As faixas do álbum lidam com os sete pecados mortais. Quão difícil e/ou divertido foi desenvolver o conceito?
Foi interessante sacar isto. Divertimo-nos muito ao tentar compor os riffs e escrever as letras para que correspondessem com a atmosfera de cada canção, pegando em pequenas secções de cada uma e tentar ter a certeza que funcionariam para aquilo que queríamos.

Há alguma hipótese de terem ligado os pecados aos dias modernos ou mantiveram-se ortodoxos?
Foi um pouco dos dois. A [faixa] “Gluttony”, por exemplo, é mais virada para o ortodoxo, vai directa ao assunto sobre o que pode acontecer se uma pessoa for glutona. Por seu lado, a [faixa] “Sloth” toca mais na base do pecado moderno. É sobre pessoas que, basicamente, não saem do computador para arranjarem uma vida, e ficam à espera que ela lhes seja dada.

É engraçado que “Lust” é a faixa maior e a mais orientada ao prog, o que nos leva a relacionar o conceito com a magnitude da própria música. Quiseram ser luxuosos nesta canção específica?
Acho que a melhor maneira de descrever como compusemos a “Lust” é dizer que tínhamos de pegar num pecado que pudesse ser visto de formas diferentes. Tínhamos que a deixar fluir naturalmente durante a fase de composição, o que também a levou a ser instrumental. Tentámos compreender o conceito de que a luxúria começa calma – uma espécie de pecado secreto –, mas, e à medida que o tempo progride, o pecado consegue tomar o controlo de alguém e muda a forma como se reage a diferentes cenários.

Há uma oitava faixa chamada “Web of Iniquity”. Podemos olhar para ela como a conclusão do conceito?
É muito isso! O conceito de teia [web] surge quando perguntas a ti próprio que reino te seria permitido após teres passado por cada pecado – sendo isto, céu ou inferno.
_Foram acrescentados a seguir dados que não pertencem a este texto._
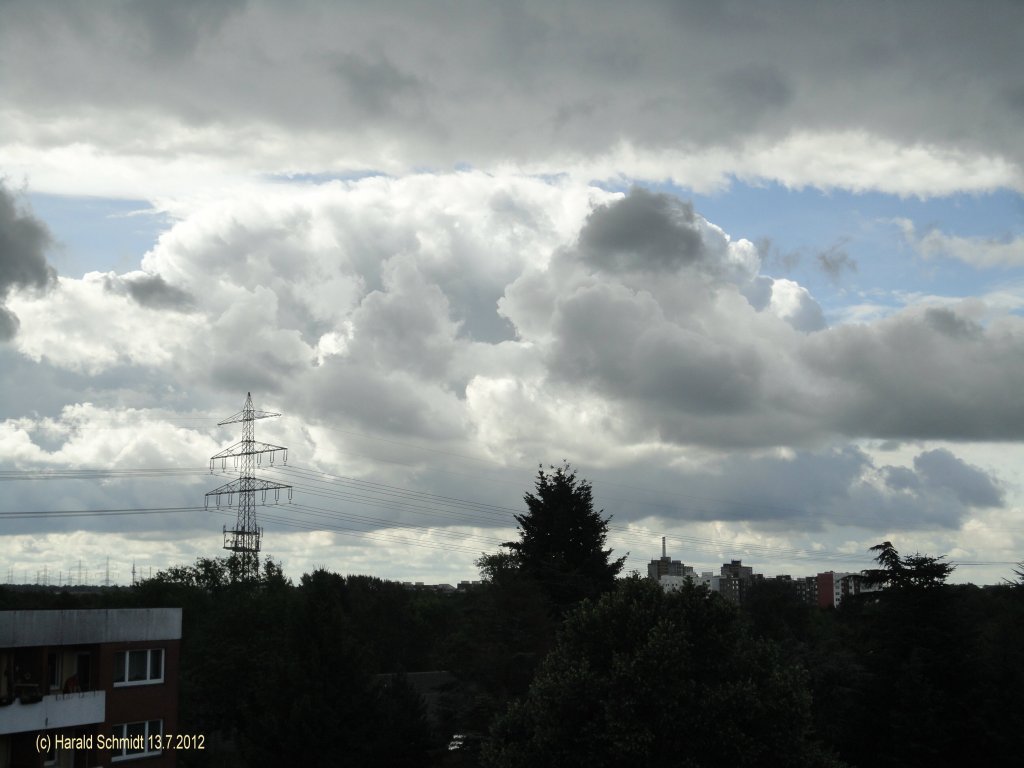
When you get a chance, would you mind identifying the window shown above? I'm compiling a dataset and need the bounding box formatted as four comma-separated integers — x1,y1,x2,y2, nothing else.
111,720,164,762
46,650,60,690
114,648,164,686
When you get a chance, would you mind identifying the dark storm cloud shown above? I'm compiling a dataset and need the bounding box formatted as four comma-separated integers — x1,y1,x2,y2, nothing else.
0,304,22,341
913,449,1004,507
580,187,705,272
118,274,196,312
0,0,1024,188
0,180,56,340
799,308,1024,440
548,285,762,414
816,242,857,282
595,445,1004,530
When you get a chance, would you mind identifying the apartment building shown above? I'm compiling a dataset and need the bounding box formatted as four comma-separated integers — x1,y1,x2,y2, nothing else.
0,608,181,768
647,537,693,589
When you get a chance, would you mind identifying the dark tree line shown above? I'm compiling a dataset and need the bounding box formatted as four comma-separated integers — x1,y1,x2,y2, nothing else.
6,465,1024,768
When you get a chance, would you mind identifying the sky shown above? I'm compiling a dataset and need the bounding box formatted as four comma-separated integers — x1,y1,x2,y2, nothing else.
0,0,1024,584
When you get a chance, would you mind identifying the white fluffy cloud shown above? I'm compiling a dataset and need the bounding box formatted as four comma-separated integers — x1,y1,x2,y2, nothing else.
0,177,1024,561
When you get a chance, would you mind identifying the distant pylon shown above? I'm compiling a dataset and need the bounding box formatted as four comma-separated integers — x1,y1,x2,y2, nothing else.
206,392,292,580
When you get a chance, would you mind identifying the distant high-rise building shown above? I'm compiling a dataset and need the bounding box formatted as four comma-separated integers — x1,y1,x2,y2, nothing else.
647,537,693,583
816,570,882,608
Funciona num sistema de chamada e resposta, sendo que a primeira linha é a pergunta feita e a segunda é a resposta.

A press-release classifica-vos como uma banda de modern metal, mas mesmo que possamos sentir vários géneros é verdade que thrash metal é a abordagem mais clarificada. É assim?
Tocamos metal honesto! O metal tem tantas formas de classificar diferentes subgéneros, mas o nosso metal está em constante mudança. Influenciamo-nos em prog, thrash, death, stoner, black – é só dizeres! Depende de como nos sentimos no momento da composição.
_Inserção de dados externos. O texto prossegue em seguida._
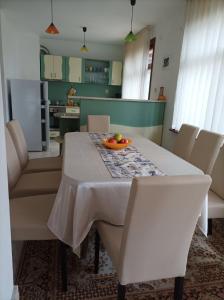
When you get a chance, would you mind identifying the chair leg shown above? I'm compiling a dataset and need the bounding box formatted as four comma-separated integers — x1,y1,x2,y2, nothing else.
117,283,126,300
174,277,184,300
60,242,68,292
80,235,89,259
94,230,100,274
208,219,212,235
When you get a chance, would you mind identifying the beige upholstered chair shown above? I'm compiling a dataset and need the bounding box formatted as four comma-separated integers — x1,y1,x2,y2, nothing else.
5,127,61,198
208,147,224,234
189,130,224,174
173,124,199,160
7,120,62,173
95,175,211,300
88,115,110,133
10,194,67,291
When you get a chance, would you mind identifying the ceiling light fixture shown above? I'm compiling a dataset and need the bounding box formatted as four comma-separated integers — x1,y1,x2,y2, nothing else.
80,27,89,52
45,0,59,34
124,0,137,43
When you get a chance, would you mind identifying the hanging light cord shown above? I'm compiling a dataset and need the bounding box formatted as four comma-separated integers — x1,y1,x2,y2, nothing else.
51,0,53,23
131,5,134,31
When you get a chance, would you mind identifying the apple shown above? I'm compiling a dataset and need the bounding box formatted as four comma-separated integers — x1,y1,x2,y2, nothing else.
107,138,117,144
119,138,129,144
114,133,123,142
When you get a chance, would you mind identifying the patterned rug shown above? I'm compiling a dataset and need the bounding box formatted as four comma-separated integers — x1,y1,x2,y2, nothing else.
17,221,224,300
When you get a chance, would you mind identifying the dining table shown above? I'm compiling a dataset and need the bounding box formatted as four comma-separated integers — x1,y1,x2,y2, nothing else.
48,132,207,253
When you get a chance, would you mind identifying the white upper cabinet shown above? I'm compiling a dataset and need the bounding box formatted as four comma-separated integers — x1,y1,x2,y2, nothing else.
111,61,122,85
53,55,63,80
68,57,82,83
44,55,63,80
Quão longe irão futuramente na abordagem a conceitos específicos? Ou preferem não estar colados a conceitos?
Veremos onde a música nos leva! Nunca dissemos que nos prenderíamos a um conceito, a um certo elemento ou a um género. Se arranjarmos um conceito de que gostamos mesmo, então vamos nessa. É esperar e ver o que o futuro nos reserva!